I farmacisti ci sono sempre stati
«Dopo una fase iniziale difficoltosa, ci siamo adattati in fretta alla nuova situazione, ai dispositivi di protezione, dalle mascherine al plexiglas», spiega Aspesi, «come farmacisti ci siamo sempre stati» e ha aggiunto «siamo anche riusciti a fare gruppo: come Ordine di Varese, nelle settimane più difficili, abbiamo mandato una lettera ai colleghi, per far capire che l'Ordine era con loro, che fossero titolari o dipendenti. Contemporaneamente sono nati gruppi WhatsApp per scambiare informazioni anche sui fornitori di quei prodotti che risultavano difficilmente reperibili». In questa situazione di emergenza, aggiunge Tortorici «è emerso che se da una parte il farmacista è un imprenditore indipendente, dall'altra ha bisogno di confrontarsi: quindi fare rete e dialogare è fondamentale».

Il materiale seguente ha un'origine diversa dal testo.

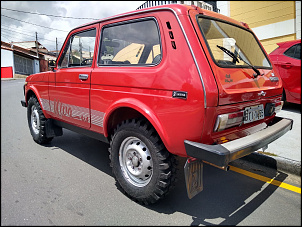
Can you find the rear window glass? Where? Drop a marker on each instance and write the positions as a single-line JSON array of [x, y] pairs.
[[231, 45]]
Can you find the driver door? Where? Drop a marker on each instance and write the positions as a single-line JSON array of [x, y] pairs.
[[69, 98]]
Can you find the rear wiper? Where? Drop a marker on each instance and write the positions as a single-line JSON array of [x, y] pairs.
[[232, 55]]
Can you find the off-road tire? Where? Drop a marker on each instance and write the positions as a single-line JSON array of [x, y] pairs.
[[36, 121], [158, 166]]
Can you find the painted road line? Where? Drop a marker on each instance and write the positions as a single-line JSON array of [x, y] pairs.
[[267, 180]]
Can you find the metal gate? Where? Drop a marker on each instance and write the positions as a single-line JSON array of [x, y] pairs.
[[23, 65]]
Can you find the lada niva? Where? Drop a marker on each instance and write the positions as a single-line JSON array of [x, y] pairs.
[[156, 83]]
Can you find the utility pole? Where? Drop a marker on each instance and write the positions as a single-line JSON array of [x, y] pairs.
[[37, 44], [56, 47]]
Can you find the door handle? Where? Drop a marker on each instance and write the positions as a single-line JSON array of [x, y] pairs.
[[83, 76], [286, 65]]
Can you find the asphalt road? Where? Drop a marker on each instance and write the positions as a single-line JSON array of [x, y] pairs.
[[69, 182]]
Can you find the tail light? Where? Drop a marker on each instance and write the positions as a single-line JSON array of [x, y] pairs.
[[225, 121], [278, 106]]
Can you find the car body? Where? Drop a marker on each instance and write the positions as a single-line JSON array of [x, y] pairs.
[[287, 59], [164, 81]]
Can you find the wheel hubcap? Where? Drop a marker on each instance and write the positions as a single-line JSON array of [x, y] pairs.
[[135, 161], [35, 120]]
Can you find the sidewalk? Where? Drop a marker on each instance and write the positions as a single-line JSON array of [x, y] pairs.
[[284, 153]]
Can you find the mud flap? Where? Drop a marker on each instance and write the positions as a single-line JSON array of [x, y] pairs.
[[52, 130], [193, 171]]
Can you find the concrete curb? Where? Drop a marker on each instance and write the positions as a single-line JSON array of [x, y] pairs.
[[275, 162]]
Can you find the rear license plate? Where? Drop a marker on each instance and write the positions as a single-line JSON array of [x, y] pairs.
[[193, 177], [253, 113]]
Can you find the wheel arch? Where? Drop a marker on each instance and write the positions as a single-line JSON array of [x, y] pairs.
[[128, 109]]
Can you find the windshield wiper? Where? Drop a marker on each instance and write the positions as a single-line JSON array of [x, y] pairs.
[[232, 55]]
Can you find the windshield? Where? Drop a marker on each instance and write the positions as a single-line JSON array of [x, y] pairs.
[[232, 46]]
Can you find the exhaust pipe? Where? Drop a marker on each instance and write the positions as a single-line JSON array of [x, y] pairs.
[[225, 168]]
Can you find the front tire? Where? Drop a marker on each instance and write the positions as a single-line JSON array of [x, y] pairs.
[[36, 121], [141, 164]]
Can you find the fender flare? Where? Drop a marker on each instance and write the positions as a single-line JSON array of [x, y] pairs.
[[140, 107], [35, 91]]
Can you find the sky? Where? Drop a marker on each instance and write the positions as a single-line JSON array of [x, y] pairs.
[[22, 26]]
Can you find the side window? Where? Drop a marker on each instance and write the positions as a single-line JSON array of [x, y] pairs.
[[294, 51], [79, 50], [132, 43]]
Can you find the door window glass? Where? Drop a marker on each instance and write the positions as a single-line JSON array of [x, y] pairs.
[[79, 50], [134, 43]]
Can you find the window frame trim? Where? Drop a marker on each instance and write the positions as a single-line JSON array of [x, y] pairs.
[[68, 42], [129, 21]]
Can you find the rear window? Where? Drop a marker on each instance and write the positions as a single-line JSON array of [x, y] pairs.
[[231, 45], [294, 51]]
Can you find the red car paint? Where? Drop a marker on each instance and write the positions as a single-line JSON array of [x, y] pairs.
[[190, 93], [289, 68]]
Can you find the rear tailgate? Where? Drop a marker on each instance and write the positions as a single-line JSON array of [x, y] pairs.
[[239, 63], [239, 85]]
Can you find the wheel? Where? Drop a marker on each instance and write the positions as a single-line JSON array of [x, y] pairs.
[[36, 121], [142, 166]]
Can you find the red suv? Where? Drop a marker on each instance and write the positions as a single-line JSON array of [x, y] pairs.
[[287, 59], [156, 83]]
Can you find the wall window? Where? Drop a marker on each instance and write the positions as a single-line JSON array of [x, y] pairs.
[[24, 66], [79, 50], [134, 43]]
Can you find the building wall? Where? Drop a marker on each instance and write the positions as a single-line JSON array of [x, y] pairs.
[[7, 59], [271, 21]]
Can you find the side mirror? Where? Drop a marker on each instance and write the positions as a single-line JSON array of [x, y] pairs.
[[51, 64]]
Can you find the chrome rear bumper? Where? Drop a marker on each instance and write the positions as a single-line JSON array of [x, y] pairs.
[[221, 154]]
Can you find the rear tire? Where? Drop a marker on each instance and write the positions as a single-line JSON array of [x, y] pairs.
[[36, 121], [141, 164], [283, 96]]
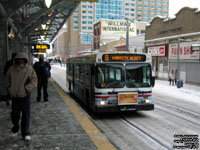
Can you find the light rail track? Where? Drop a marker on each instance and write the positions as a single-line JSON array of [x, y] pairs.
[[152, 136], [182, 112]]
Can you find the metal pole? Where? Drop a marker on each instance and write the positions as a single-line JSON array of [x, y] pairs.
[[178, 55], [92, 43], [127, 35]]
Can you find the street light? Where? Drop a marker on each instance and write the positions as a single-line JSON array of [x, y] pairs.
[[178, 56], [92, 38], [127, 29]]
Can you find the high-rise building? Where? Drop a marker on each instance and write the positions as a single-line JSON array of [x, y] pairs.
[[80, 24]]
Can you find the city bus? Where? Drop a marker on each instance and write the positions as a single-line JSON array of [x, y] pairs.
[[112, 81]]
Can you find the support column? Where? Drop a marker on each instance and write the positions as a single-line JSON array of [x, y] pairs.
[[4, 54]]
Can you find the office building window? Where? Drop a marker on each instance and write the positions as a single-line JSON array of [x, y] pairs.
[[127, 9], [89, 28], [86, 39], [165, 3], [152, 7], [165, 8], [165, 13], [152, 2], [159, 7], [75, 28], [84, 28], [159, 2]]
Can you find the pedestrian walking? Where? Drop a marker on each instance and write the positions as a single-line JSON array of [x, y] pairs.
[[9, 64], [42, 69], [6, 67], [176, 76], [22, 80], [171, 77]]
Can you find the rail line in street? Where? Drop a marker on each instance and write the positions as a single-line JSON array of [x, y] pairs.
[[146, 133], [172, 110]]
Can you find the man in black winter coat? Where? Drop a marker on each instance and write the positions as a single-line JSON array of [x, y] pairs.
[[40, 69]]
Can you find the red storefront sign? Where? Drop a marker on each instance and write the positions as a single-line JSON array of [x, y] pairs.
[[157, 50]]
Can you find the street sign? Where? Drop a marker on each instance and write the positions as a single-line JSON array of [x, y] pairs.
[[40, 46], [195, 47], [87, 0], [39, 51]]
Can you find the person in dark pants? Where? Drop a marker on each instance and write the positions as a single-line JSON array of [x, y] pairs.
[[40, 69], [6, 67], [22, 80], [9, 64]]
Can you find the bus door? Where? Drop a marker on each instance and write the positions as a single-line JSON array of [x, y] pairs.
[[91, 84]]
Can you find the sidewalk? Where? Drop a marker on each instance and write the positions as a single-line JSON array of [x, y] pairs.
[[187, 92], [52, 126]]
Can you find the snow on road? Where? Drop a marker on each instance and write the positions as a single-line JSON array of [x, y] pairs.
[[186, 93]]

In questi momenti serve senso di condivisione e appartenenza
Meno apprezzata la critica nei confronti del sindacato da parte di Penazzi: «Non mi è piaciuta la critica di alcuni colleghi nei confronti di Federfarma. In questo momento ci vuole senso di condivisione e appartenenza». Anche perché in breve tempo è emersa la questione mascherine, che ha in parte rallentato la crescita della percezione del valore della farmacia quale presidio in cui i cittadini sono andati e hanno trovato risposte. «Il Covid-19 ha azzerato nel sistema sanitario nazionale tutte le altre patologie: come farmacisti ci siamo trovati a dare consigli di pertinenza medica, dall'ambito ginecologico a quello oculistico. E questa la percezione di questa disponibilità è rimasta nei cittadini», sottolineato Penazzi.
Più uniti e meno polemici
Per questo i farmacisti concordano che della questione mascherine si è parlato troppo: «Ringrazio Marco Cossolo e Roberto Tobia per tutto quello che hanno fatto, ma forse andava comunicato meglio quello che la farmacia e i farmacisti hanno fatto in questa emergenza», dichiara Tortorici, «ritengo che come categoria dobbiamo essere più uniti e meno polemici». E per il prossimo futuro, aggiunge, «in questa emergenza abbiamo capito che non si può dipendere dall'estero per la produzione di mascherine e principi attivi. Adesso dobbiamo gestire al meglio il cambiamento e attrezzarci fin da oggi a un eventuale ritorno di epidemia Covid-19 in autunno, con il ritorno delle temperature basse e delle malattie stagionali».